The Norman church of St Brynach, built on the site of the important sixth century ecclesiastical centre of St Brynach, dominates the view and has much to offer the visitor. Through the lych gate the customary avenue of yew trees leads to the church doors. But there is one special yew on the right: the ‘Bleeding Yew’ leaks its ‘miraculous’ red sap constantly, giving rise to various myths and foretellings. Nearer the church entrance stands the 13-foot high tenth-century Celtic Cross (https://www.megalithic.co.uk/article.php?sid=6397).
Inside the church is an example of sixth century Ogham script cut into a windowsill of the Trewern Chapel. The church is a listed building, along with the bridge and no less than sixty other buildings in the community. In front of the Church gates is one of the few remaining examples of a mounting block, used by the gentry to get on and off their horses.
The Pilgrims’ Cross (https://www.coflein.gov.uk/en/site/304396/details/rock-cross-pilgrims-cross-nevern), cut into the stone on the roadside above the village, marks St Brynach’s as one of the stops on the way to St David’s Cathedral. Medieval popes decreed two pilgrimages to St David’s equalled one pilgrimage to Rome.
The early twelfth century Nevern Castle (http://www.castlewales.com/nevern.html) stood on a spur of the hill northwest of the church. Originally an Iron Age hill fort dating back the third century BC, little remains today although it has been extensively excavated http://dro.dur.ac.uk/17055/ and is probably one of the earliest stone castles built in Wales.
or locally known as “Tydraeth”
Lying roughly halfway between Fishguard and Cardigan on the A487 at the mouth of the river Nevern, Newport) (population 1161) has been an important hub for the surrounding villages for centuries(www.newportpembs.co.uk . Because of its location and proximity to a long golden beach and the picturesque Parrog on the Pembrokeshire Coastal Path, it can be a buzzing little place, particularly at holiday times.
But Newport has more to offer than its shops, galleries and many well-regarded hostelries and eateries. Founded at the end of the twelfth century, it was a busy port, built mainly on the burgeoning wool trade. It appears on a 1587 parish map of Pembrokeshire and is a former marcher borough, retaining still some of the borough customs like the annual Beating the Bounds on horseback and on foot.
A visit to Newport’s medieval pottery kiln, which was recently restored through Heritage Lottery funding, gives a splendid interpretation of the importance of the village from this time. It is thought to be the most intact example of its kind in Britain.

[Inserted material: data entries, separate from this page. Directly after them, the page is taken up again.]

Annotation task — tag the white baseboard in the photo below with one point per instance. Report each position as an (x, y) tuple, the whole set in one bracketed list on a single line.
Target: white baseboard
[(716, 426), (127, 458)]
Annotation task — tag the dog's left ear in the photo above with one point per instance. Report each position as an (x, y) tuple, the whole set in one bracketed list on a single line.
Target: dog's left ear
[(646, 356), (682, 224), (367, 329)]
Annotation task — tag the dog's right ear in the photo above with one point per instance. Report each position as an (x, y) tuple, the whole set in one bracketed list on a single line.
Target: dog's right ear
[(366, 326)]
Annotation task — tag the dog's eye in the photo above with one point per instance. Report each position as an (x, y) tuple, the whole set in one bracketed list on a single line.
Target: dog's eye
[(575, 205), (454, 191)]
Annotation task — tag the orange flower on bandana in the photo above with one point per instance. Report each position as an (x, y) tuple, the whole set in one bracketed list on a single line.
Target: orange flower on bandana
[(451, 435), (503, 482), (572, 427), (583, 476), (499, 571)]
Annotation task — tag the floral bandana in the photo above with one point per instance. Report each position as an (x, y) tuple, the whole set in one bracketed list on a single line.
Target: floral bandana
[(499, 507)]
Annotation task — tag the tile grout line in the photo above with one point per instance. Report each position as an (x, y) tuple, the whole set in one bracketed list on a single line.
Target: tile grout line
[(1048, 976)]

Newport Castle is situated on a spur of Carn Ingli and although fallen into ruin since the seventeenth century, it is still an impressive landmark above the town. A house, built into the old castle walls, is in private ownership.
A mile down the road to the coast, the Parrog (‘flat place for unloading ships’) is the old port area where you can find some of the ancient quay walls and two former lime kilns. There are pleasant walks in all directions – including across the estuary to Traeth Mawr (Big Beach) at very low tide. The Parrog, with its former fishermen’s cottages and sea captains’ houses looking out across the expanse of Cardigan Bay, must be one of the most photographed and painted views in Pembrokeshire.
Looking down on the town, St Mary’s Church was built in the thirteenth century and restored to its present state in 1879. A Heritage Lottery Grant has recently been obtained to restore the tower which, together with the font, are the only remaining original Norman features.